4)  When will the next battle maps be available?  Last time I checkeed, you had full sized maps up to Adventure 4.

Thanks,

AoA


----------



## Morrus (Aug 2, 2007)

1) I'm pretty sure that's all in the printer settings and such.  Hopefully someone who has done it can let us know how that works!

2) We don't, sorry - we have no way of producing or distributing them.

3) Printouts of maps, you mean?  I guess it's OK; I'm not sure it's any wasier to buy 'em off you than for people to print them out themselves.  Please make sure you're just selling on the maps, though, and no other material, and don't make a business out of it!

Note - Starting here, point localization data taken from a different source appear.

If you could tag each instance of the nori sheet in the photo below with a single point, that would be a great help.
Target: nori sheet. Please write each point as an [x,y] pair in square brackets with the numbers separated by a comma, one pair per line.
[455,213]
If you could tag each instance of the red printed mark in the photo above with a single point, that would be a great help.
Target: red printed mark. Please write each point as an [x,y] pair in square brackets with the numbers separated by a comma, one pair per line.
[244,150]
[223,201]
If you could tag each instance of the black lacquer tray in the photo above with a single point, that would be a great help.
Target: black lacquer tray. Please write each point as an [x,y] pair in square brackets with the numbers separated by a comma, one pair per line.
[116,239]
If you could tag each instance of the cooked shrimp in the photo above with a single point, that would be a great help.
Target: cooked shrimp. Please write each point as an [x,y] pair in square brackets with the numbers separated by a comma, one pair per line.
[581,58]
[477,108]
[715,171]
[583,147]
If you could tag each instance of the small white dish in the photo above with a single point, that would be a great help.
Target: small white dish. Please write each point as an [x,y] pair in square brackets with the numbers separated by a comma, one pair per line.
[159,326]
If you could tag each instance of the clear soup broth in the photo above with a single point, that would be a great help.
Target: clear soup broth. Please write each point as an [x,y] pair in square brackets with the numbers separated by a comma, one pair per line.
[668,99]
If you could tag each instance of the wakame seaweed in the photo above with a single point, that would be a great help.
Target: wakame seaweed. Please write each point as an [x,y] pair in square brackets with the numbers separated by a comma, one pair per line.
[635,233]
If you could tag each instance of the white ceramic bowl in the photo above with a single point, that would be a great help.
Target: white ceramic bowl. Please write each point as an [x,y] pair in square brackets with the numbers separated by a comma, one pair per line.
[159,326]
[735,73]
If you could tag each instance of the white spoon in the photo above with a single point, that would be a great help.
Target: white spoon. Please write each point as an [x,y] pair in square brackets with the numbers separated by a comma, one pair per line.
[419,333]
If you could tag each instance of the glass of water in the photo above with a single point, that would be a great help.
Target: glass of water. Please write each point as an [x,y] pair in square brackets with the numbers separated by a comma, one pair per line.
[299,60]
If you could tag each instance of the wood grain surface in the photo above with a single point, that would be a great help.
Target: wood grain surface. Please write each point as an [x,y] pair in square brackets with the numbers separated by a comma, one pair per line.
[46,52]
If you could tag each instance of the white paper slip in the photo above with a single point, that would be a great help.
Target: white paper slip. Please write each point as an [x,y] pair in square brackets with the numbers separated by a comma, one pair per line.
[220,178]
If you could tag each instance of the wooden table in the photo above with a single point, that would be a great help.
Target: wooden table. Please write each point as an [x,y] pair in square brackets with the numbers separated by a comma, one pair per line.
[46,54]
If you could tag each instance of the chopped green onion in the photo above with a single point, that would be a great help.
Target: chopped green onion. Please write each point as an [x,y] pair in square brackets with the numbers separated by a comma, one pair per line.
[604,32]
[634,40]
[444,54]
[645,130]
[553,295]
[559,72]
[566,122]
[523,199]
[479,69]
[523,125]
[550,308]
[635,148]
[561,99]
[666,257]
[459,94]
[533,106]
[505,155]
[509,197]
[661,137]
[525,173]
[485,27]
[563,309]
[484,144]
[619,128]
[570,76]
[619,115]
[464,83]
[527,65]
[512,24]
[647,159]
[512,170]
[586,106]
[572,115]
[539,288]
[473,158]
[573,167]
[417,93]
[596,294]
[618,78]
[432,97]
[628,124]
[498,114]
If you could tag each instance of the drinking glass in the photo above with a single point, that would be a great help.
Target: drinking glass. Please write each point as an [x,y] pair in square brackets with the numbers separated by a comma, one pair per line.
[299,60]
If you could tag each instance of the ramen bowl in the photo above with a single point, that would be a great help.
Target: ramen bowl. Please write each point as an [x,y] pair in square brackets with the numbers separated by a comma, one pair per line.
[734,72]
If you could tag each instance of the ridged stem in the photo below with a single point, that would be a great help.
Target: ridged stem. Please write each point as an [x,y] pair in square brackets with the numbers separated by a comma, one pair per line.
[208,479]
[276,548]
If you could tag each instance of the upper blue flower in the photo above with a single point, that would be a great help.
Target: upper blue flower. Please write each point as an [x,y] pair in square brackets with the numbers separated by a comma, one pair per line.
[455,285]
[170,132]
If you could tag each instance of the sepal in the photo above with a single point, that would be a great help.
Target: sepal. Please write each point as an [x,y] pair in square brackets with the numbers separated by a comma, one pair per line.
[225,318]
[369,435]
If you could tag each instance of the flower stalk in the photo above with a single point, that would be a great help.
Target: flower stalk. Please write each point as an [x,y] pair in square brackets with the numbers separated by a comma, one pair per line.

4) I'll dig around and see if we have any for #5 (I didn't realise they weren't up there until you mentioned it), and see what we can do for #6.


----------



## Angel of Adventure (Aug 2, 2007)

No, I won't make a business of it, and please believe me, it is a pain in the rear to put these things together they way I've done it.  I could make it easier by not putting the contact paper on, but that allows me to use my markers on the maps for cool effects!

Keep the battle maps coming, and it would also be cool if you could include a file that would print the map out in one piece if you had a large enough printer.  I'm not sure what that format is called, but it is a worthwhile pain to put these together, and I'd just buy them if they were available.

Later,

AoA


----------



## Morrus (Aug 2, 2007)

Angel of Adventure said:
			
		

> Keep the battle maps coming, and it would also be cool if you could include a file that would print the map out in one piece if you had a large enough printer.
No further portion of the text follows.